From product § Library Catalog: “Users can search for books and see real-time availability status.”

{
"verdict": "approve",
"spec_verification": [
{
"spec_quote": "Users can search for books and see real-time availability status",
"spec_section": "Library Catalog",
"satisfied": true,
"evidence": "schema/book.py:15 — BookQuery.books includes status field via BookType",
"notes": "Search is basic name matching, not full-text. Acceptable for MVP."
}
],
"missing_from_spec": [],
"out_of_scope": [],
"issues": [
{
"severity": "nit",
"file": "src/backend/schema/book.py",
"line": 28,
"message": "availability_check could be a computed field on BookType instead of a separate resolver",
"suggestion": "Use @hybrid_property on the model for cleaner API"
}
],
"strengths": ["Good test coverage", "Consistent with existing schema patterns"]
}
═══ Code Review ═══
Reviewing task 3: Add book availability GraphQL query
... (agent output) ...
✓ Task 3: approved by Reviewer
Running Product Guardian (post-review)...
✓ Guardian: ALIGNED — Implementation serves core mission
Nits (non-blocking, from approved reviews):
Task 3: [nit] schema/book.py:28 — availability_check could be a computed field
  • Read-only access. Cannot modify files.
  • The spec is the source of truth. If the task says “implement X” but the spec says “implement Y”, the code should implement Y.
  • Quote the spec for every verification. If a citation cannot be provided, the requirement may be fabricated or the code may be out of scope.
  • Flag over-engineering: unnecessary abstractions, premature generalizations, frameworks nobody asked for.
  • Do not approve things you are not sure about. Mark uncertain items and explain the uncertainty.
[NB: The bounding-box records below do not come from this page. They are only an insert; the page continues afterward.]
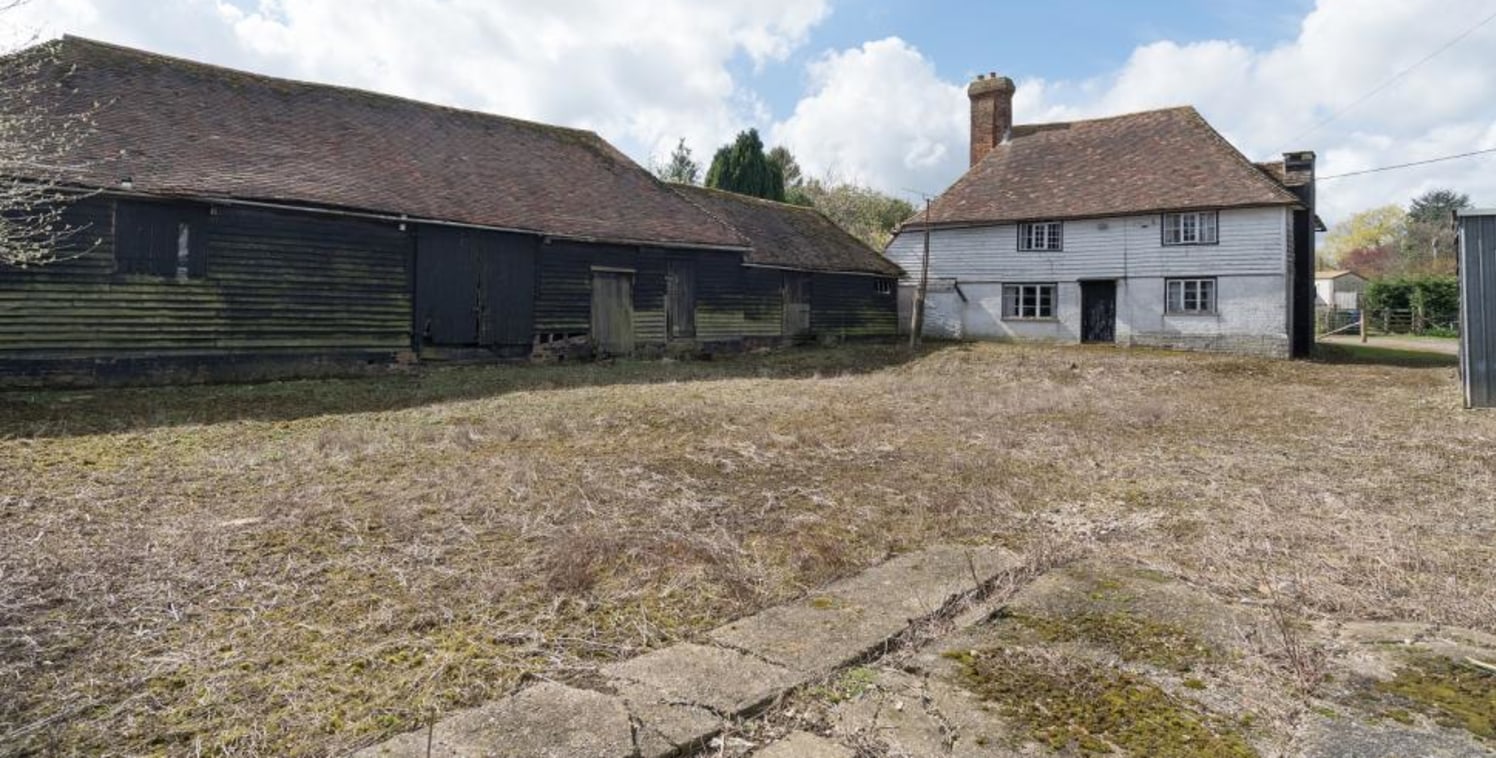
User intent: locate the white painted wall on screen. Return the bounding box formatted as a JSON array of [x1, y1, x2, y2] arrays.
[[889, 208, 1291, 356]]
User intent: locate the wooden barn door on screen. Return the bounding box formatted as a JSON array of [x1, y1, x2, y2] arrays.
[[784, 271, 811, 336], [1080, 281, 1118, 342], [592, 271, 634, 356], [414, 227, 483, 345]]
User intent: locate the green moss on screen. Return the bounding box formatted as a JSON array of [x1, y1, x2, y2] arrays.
[[950, 649, 1257, 758], [806, 667, 878, 703], [1376, 656, 1496, 739], [1011, 611, 1219, 671]]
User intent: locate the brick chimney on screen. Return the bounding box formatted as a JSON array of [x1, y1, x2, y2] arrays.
[[966, 72, 1016, 166]]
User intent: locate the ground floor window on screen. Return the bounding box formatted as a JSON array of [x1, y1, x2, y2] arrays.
[[1002, 284, 1055, 320], [1164, 278, 1216, 315]]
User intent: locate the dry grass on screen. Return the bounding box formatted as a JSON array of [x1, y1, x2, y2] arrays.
[[0, 345, 1496, 755]]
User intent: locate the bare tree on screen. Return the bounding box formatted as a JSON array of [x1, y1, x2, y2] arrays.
[[0, 0, 99, 268]]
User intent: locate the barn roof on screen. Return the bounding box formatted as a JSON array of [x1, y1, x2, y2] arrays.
[[14, 36, 745, 248], [673, 184, 904, 277], [905, 106, 1299, 227]]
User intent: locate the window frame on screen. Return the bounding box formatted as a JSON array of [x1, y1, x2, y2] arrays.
[[111, 199, 211, 281], [1017, 221, 1065, 253], [1158, 211, 1221, 247], [1002, 281, 1059, 321], [1164, 277, 1221, 315]]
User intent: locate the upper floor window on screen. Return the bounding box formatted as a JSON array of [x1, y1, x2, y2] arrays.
[[114, 200, 206, 280], [1002, 284, 1055, 320], [1164, 211, 1218, 245], [1019, 221, 1064, 250]]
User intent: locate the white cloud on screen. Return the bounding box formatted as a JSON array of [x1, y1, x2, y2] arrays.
[[0, 0, 829, 170], [773, 0, 1496, 223], [770, 37, 968, 191]]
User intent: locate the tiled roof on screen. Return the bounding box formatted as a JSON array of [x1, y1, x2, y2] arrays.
[[672, 184, 904, 277], [14, 37, 745, 248], [905, 106, 1299, 227]]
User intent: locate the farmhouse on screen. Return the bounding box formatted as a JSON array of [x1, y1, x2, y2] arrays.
[[0, 37, 901, 384], [887, 75, 1315, 356]]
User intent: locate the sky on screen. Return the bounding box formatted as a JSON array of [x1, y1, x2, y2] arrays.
[[0, 0, 1496, 224]]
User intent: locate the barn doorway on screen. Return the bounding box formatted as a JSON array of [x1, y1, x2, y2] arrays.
[[592, 269, 634, 356], [784, 271, 811, 338], [414, 227, 534, 348], [1080, 281, 1118, 342]]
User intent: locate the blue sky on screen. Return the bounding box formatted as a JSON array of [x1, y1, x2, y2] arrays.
[[733, 0, 1313, 115], [0, 0, 1496, 223]]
Injected at runtime when reviewing a defect fix. In addition to standard review, the Reviewer checks:

Defect addressed. Does the fix resolve the specific issue in the defect report and triage hypothesis? For moderate defects, verify the failing test passes for the right reason, not by changing the test or masking the defect.

Scope containment. All changed files must be within the affected_files list from the triage output. Renamed variables, reformatted code, updated comments, and reorganized code outside the fix are flagged.

No new behavior. The fix should not introduce behavior beyond correcting the defect: no new endpoints, UI states, return type changes, or dependencies.

Regression risk. Based on regression_risks from triage, assess whether changed code paths are covered by the test suite and whether the happy path behavior is preserved.

Large diff flag. If the diff exceeds 100 lines changed or touches more than 3 files, the Reviewer flags it. The orchestrator uses the flag to decide whether to invoke the Product Guardian.

{
"verdict": "approve | request_changes",
"spec_verification": [
{
"spec_quote": "Exact text from the product spec",
"spec_section": "Section name",
"satisfied": true,
"evidence": "file:line reference or description of what's missing",
"notes": "Any concerns"
}
],
"missing_from_spec": [
{ "spec_quote": "What the spec says", "description": "What's missing from the implementation" }
],
"out_of_scope": [
{ "file": "path/to/file", "line": 42, "description": "Code that doesn't map to any spec requirement" }
],
"issues": [
{ "severity": "critical | major | minor | nit", "file": "path/to/file", "line": 42, "message": "Description", "suggestion": "How to fix" }
],
"strengths": ["Things done well"]
}

Defect fix review adds: defect_scope_check (scope_ok, large_diff) and scope_violations array.